Johan Simons zum Start der Ruhrtriennale

Eine tolle Geschichte einfach erzählt

Ins rechte Licht gerückt: Der niederländische Intendant der Ruhrtriennale, Johan Simons, wollte ein neues Publikum anlocken.
Ins rechte Licht gerückt: Der niederländische Intendant der Ruhrtriennale, Johan Simons, wollte ein neues Publikum anlocken. © dpa / picture alliance / Bernd Thissen
Moderation: Dieter Kassel · 18.08.2017
Der scheidende Leiter der Ruhrfestspiele, Johan Simons, hat für diese letzten Festspiele einen Romanstoff von Don DeLillo auf die Bühne gebracht. Wichtig war dabei für ihn: "Eine tolle Geschichte. Und auch einfach zu erzählen."
Dieter Kassel: Heute Abend wird die Ruhrtriennale in Bochum eröffnet mit einer Operninszenierung. Und ein paar Tage später gibt es dann, wie jedes Jahr bisher, auch eine eigene neue Inszenierung des scheidenden Leiters der Ruhrfestspiele Johan Simons.

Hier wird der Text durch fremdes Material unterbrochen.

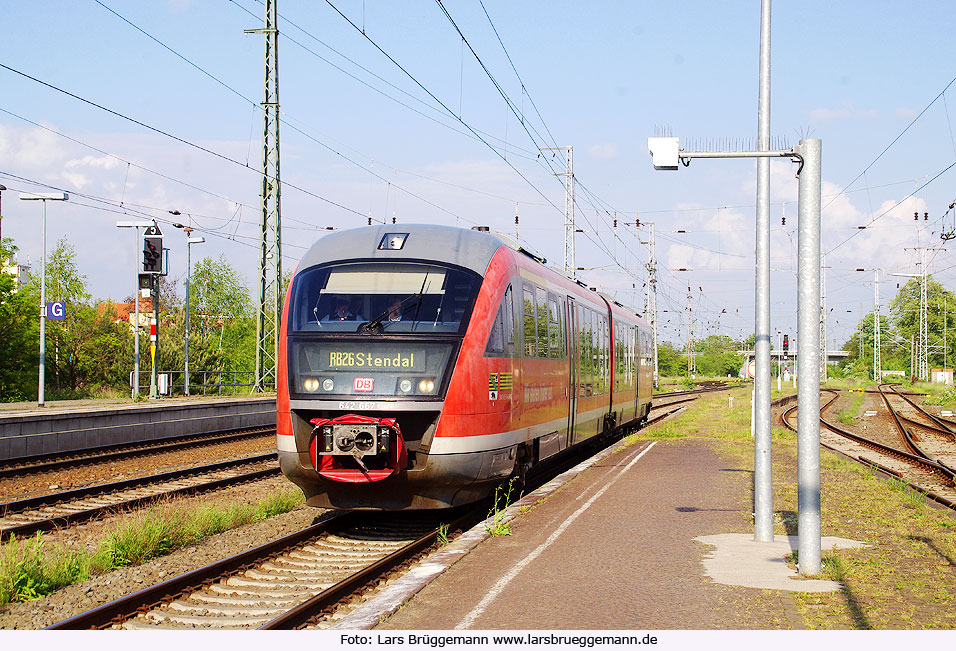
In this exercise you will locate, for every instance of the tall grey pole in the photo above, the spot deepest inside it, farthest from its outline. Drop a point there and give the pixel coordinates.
(652, 269)
(189, 267)
(877, 362)
(136, 295)
(42, 381)
(763, 480)
(808, 387)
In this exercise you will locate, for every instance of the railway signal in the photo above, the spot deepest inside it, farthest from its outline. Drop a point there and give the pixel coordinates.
(153, 255)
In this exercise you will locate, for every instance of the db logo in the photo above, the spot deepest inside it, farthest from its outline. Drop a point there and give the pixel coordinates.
(362, 384)
(56, 311)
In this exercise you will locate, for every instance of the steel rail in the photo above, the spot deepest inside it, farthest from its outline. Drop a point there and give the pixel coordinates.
(21, 506)
(55, 461)
(940, 423)
(669, 394)
(869, 443)
(907, 436)
(312, 608)
(119, 610)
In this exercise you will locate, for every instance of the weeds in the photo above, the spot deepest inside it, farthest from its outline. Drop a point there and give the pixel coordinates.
(497, 526)
(27, 572)
(29, 569)
(911, 498)
(443, 534)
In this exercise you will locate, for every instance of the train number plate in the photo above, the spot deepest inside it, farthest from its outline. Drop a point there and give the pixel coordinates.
(362, 384)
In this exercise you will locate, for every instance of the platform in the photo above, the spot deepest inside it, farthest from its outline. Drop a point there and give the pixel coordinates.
(66, 426)
(620, 543)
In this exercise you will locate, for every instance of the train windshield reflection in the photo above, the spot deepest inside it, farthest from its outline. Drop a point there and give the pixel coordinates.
(402, 297)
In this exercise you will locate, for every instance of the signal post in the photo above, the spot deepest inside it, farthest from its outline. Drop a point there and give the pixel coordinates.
(149, 279)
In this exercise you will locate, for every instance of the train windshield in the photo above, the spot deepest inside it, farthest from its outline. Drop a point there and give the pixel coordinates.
(397, 298)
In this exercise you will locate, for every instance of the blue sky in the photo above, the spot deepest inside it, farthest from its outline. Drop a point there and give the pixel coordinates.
(603, 76)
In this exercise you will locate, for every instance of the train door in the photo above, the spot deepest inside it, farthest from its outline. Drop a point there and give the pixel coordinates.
(574, 354)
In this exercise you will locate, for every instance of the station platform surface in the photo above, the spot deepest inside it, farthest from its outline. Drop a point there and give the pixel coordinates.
(107, 404)
(657, 535)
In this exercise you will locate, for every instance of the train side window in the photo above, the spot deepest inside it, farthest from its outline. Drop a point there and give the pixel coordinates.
(584, 334)
(501, 339)
(541, 302)
(555, 331)
(530, 327)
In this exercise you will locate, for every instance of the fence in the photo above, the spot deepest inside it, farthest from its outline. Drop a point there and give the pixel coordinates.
(211, 382)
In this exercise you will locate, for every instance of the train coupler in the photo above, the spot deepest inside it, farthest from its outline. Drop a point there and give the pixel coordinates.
(357, 449)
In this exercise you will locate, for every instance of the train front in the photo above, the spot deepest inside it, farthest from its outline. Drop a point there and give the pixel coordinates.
(372, 329)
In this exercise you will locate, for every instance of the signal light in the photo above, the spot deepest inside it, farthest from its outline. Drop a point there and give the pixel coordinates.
(153, 255)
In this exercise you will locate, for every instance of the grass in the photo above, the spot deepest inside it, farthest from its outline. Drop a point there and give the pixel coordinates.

Er zieht weiter – er bleibt im Ruhrgebieht –, ans Schauspielhaus in Bochum anschließend, aber seine letzte Inszenierung für die Ruhrtriennale ist ein Stück Musiktheater nach einem Roman von Don DeLillo, der sich mit der Finanzwelt beschäftigt. Dafür hat Johan Simons extra intensiv recherchiert, mit einem Finanzexperten geredet, und ich habe ihn deshalb am Anfang unseres Gesprächs gefragt, ob er eigentlich diesen Irrsinn der Finanzwelt inzwischen versteht.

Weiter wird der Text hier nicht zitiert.